An oncogenic transcription factor (TMPRSS2 and ERG fusion) is the most frequently reported chromosomal aberration in PCa, which causes carcinogenesis in > 50% of patients. In the prostate tumor-permissive inflammatory microenvironment, epithelial transformation is followed by a phenotypic and genotypic series of changes [27]. Up till now, about 5000 somatic mutations have been detected in prostate growth, and among these, the highly reported mutated genes are MED12, SCN11A, CDKN1B, SPOP, PIK3CA, PTEN, THSD7B, C14orf49, NIPA2, TP53, FOXA1, and ZNF595. Almost 15–25% risk of PCa is found in individuals having mutations in the BRCA gene, and life-threatening prostate cancer is reported to be linked with the mutations in BRCA1, BRCA2, and HOXB13 [28].

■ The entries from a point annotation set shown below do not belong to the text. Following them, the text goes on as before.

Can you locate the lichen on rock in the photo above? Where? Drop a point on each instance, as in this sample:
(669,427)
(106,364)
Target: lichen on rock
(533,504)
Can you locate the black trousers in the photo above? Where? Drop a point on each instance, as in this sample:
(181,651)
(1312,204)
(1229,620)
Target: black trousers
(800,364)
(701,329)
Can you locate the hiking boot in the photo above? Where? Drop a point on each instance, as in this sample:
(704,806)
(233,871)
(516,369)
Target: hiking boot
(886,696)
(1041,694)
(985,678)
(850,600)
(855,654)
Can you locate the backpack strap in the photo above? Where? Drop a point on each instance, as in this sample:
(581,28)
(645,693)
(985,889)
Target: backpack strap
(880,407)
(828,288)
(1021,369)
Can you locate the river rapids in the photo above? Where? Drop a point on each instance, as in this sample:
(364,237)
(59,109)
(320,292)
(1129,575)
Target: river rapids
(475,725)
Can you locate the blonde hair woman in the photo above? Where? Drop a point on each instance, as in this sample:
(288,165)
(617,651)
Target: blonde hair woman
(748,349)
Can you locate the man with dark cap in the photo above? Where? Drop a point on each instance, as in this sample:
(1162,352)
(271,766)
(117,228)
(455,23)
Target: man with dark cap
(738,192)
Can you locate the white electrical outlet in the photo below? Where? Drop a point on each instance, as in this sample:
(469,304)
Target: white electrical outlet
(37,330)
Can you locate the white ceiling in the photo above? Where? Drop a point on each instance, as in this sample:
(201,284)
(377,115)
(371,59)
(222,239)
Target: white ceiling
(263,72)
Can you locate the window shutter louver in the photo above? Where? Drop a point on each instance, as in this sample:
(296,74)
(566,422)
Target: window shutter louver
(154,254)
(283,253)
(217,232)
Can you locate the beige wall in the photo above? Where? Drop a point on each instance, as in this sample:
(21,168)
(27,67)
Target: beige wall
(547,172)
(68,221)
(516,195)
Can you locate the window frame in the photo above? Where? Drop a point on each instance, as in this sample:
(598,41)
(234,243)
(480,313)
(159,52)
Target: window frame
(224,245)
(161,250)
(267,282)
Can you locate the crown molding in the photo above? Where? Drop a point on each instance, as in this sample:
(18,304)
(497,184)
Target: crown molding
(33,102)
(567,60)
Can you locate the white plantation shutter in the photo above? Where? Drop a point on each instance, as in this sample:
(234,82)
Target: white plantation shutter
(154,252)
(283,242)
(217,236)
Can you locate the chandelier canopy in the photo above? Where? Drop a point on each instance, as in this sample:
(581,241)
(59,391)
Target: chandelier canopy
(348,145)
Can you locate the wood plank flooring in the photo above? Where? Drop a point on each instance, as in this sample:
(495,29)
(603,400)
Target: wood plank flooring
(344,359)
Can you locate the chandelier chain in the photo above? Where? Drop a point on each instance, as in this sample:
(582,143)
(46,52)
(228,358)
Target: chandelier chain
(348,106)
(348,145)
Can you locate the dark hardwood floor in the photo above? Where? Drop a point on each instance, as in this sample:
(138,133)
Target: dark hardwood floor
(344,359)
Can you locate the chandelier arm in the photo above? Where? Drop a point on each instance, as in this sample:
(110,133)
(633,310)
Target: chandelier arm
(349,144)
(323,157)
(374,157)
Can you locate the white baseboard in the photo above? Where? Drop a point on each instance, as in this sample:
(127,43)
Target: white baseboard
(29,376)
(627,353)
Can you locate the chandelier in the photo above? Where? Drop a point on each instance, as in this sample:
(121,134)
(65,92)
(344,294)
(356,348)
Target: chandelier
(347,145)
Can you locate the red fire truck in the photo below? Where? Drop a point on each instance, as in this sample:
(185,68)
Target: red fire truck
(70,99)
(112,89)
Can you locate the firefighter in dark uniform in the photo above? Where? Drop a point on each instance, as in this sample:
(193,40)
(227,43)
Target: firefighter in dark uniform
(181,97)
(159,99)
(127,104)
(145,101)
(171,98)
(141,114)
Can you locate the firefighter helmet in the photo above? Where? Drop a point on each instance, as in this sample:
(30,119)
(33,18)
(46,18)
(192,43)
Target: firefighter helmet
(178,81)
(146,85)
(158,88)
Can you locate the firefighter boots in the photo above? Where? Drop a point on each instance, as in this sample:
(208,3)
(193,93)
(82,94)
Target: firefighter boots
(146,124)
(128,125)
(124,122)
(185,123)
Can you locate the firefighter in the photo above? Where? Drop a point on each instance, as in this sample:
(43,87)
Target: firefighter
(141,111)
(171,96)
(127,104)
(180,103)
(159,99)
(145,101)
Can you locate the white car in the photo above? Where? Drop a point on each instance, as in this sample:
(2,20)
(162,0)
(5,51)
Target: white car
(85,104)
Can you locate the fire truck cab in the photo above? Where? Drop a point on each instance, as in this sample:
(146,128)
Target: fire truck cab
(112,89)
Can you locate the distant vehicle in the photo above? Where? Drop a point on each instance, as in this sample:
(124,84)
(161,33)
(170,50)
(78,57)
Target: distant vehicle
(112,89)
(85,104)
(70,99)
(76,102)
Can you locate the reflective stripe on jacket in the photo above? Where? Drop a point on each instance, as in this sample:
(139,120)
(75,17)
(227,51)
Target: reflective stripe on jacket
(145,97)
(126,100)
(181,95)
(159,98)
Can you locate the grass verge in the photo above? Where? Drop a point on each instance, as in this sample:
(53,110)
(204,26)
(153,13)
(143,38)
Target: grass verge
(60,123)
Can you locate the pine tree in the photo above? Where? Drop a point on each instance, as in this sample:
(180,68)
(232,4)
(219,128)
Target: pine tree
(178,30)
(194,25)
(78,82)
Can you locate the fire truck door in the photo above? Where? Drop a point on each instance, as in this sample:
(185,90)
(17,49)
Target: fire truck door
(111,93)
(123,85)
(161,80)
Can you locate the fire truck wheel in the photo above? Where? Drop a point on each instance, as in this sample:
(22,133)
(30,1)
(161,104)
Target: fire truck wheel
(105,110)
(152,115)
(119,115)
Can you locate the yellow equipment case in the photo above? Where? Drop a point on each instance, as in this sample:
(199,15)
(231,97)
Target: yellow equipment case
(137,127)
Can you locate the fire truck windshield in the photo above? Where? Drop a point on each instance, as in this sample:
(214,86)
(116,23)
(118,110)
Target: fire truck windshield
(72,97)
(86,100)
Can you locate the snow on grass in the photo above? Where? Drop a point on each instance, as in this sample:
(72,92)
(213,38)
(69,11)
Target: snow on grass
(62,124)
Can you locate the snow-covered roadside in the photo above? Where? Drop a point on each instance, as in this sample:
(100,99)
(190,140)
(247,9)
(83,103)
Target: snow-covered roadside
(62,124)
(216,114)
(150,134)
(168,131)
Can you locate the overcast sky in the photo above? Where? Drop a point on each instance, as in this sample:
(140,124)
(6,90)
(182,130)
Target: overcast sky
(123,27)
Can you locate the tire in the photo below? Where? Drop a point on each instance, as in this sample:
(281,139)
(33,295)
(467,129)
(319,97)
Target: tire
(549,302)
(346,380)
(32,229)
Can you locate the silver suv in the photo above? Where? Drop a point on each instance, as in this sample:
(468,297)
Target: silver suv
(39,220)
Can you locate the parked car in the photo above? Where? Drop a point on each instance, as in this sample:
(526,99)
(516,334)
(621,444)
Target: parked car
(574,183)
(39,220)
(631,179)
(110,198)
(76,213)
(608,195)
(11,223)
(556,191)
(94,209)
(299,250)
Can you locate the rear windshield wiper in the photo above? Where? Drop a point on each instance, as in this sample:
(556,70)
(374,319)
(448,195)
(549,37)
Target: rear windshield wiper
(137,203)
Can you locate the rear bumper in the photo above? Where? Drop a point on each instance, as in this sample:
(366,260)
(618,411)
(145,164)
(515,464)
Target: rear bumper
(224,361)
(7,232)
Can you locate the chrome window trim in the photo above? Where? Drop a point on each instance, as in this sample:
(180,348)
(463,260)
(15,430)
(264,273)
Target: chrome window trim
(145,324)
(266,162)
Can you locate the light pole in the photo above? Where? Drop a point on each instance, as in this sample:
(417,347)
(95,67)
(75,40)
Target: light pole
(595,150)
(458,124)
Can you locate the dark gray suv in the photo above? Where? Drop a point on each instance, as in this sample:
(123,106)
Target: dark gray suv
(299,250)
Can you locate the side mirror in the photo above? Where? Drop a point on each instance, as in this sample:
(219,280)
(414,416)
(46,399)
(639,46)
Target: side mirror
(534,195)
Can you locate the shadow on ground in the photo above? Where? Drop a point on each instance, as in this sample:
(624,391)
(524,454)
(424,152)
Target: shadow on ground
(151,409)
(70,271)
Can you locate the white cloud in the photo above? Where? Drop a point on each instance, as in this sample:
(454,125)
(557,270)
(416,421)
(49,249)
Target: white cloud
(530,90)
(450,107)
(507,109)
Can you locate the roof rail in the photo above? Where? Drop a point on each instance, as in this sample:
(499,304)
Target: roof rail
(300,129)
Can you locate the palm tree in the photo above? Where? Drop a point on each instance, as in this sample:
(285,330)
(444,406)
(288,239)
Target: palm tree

Recent molecular genetic studies on the pathogenesis of the tumor, including the inactivation of tumor suppressor genes and activation of oncogenes, have explained the multiple genetic alterations. The loss of heterozygosity causes chromosomal instability that inactivates the tumor suppressor genes, which can serve as an indicator to identify these genes containing chromosomal regions for selective growth and are found as the primary source of tumorigenesis [29]. The high-frequency loss of heterozygosity is a form of allelic loss observed in tumor suppressor genes located on chromosomes 16q and 10q and are involved in the pathogenesis of human PCa [30]. As an alternative to curative PCa therapy, active surveillance (measuring cancer progression) is a strategy for monitoring old-age patients when their low life expectancy is anticipated. However, there is a very high chance of PCa diagnosis at an older age. A reduction of 46% in mortality risk has been observed in older men treated with local therapy compared to patients treated conservatively [31]. This review presents an overview of the influence of the SNPs reported in different genes on the pharmacotherapy for PCa and assesses present genetic biomarkers with a focus on early diagnosis and personalized therapeutic approach in PCa.